As requested, here is my explanation of Fluorescence and Phosphorescence. :)
Fluorescence and Phosphorescence are two atomic emission processes which produce light.
Safety glasses with strong fluorescence under UV light. Source: (Erty’s Laboratory)
When particular types of molecules are struck with energetic photons (typically in the visible to ultraviolet range), their electrons can become excited. The electrons will move from a ground state (stable orbit) to an excited state (higher unstable orbit). As is with most things in this world, nature desires equilibrium. These excited electrons want to return to their natural, stable orbit. They lose their energy over time naturally by their increased vibrations, but some molecules are capable of producing light (photons) to dissipate this excess energy. This is fluorescence.
Fluorescence occurs when the photon emission is between electrons of the same spin state (i.e. goes from the excited state back to the ground state). Fluorescence is typically a short lived process (from 10^-5 to 10^-8s) compared to phosphorescence (which can last from 10^-4 s to hours). Fluorescence is shorter lived but brighter, and when removed from the source will stop ‘glowing’, where as phosphorescence will continue to glow for a while.
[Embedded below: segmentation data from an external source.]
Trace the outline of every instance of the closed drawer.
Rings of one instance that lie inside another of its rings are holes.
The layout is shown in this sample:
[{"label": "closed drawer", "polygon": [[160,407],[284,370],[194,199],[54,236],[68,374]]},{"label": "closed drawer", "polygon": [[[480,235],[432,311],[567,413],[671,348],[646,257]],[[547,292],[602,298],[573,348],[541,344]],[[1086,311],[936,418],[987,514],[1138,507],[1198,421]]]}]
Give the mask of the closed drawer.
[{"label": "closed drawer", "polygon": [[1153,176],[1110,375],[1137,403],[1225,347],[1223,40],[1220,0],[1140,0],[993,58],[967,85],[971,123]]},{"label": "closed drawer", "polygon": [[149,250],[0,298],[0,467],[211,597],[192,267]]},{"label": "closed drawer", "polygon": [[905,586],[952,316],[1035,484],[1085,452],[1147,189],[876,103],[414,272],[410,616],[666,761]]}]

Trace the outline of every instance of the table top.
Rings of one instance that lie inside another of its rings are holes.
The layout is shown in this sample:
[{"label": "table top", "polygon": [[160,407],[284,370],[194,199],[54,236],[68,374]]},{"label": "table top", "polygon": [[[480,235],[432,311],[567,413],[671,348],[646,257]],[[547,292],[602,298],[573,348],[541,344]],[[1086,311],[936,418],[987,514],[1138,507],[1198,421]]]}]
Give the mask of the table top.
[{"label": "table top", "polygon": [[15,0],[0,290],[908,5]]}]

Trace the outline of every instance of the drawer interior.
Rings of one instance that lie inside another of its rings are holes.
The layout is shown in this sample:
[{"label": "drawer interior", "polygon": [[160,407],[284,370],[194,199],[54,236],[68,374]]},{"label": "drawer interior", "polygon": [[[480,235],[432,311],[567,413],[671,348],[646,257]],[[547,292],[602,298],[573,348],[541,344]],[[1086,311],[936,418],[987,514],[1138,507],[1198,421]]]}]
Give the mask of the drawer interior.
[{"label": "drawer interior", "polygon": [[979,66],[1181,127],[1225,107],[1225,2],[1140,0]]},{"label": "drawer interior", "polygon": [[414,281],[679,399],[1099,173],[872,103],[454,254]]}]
Examples of molecules that fluoresce:
-Quinine (anti-malarial drug)
Unfortunately very few molecules will naturally fluoresce, so when fluorescence is desired fluorescent molecules (fluorophores) can be introduced into the molecule of interest. Fluorescence is used extensively in analytical chemistry, as the light omitted can be quantified with mathematical relationships to reveal the concentration. Fluorescence is also used often in the biological and medical fields to visualize cells and transport of various chemicals in a body.
An example of phosphorescence. Europium doped strontium silicate-aluminate oxide powder (cyan pigmented). Shown under visible light, long-wave UV light, and in total darkness (source wikipedia)
The process of Phosphorescence is very similar to Fluorescence but differs in the time that the energy is released (as mentioned above). In Phosphorescence, electrons are brought to an excited state by energetic photons absorbed by the molecules. In this case, the excited state is called a triplet state. In these triplet states, in particular molecules, they dissipate energy much slower than with fluorescence. The electrons are almost trapped in this higher state, emitting light constantly. I don’t know more than that. To understand it more you’ll need to know quantum physics!
In contrast to fluorescence, phosphorescence compounds are much more common.
A common real world example of phosphorescence are those glow in the dark stars every kid had on their ceiling. During the day the light from the sun or from lamps excite the electrons in the compounds, from this point on they’re constantly emitting low levels of light. Its only evident when the lights are turned off.
Examples of molecules that phosphoresce (via wikipedia):
Calcium sulfide with strontium sulfide with bismuth as activator, (Ca,Sr)S:Bi, yields blue light with glow times up to 12 hours, red and orange are modifications of the zinc sulfide formula. Red color can be obtained from strontium sulfide.
Mix of zinc sulfide and cadmium sulfide emit color depending on their ratio; increasing of the CdS content shifts the output color towards longer wavelengths; its persistence ranges between 1–10 hours.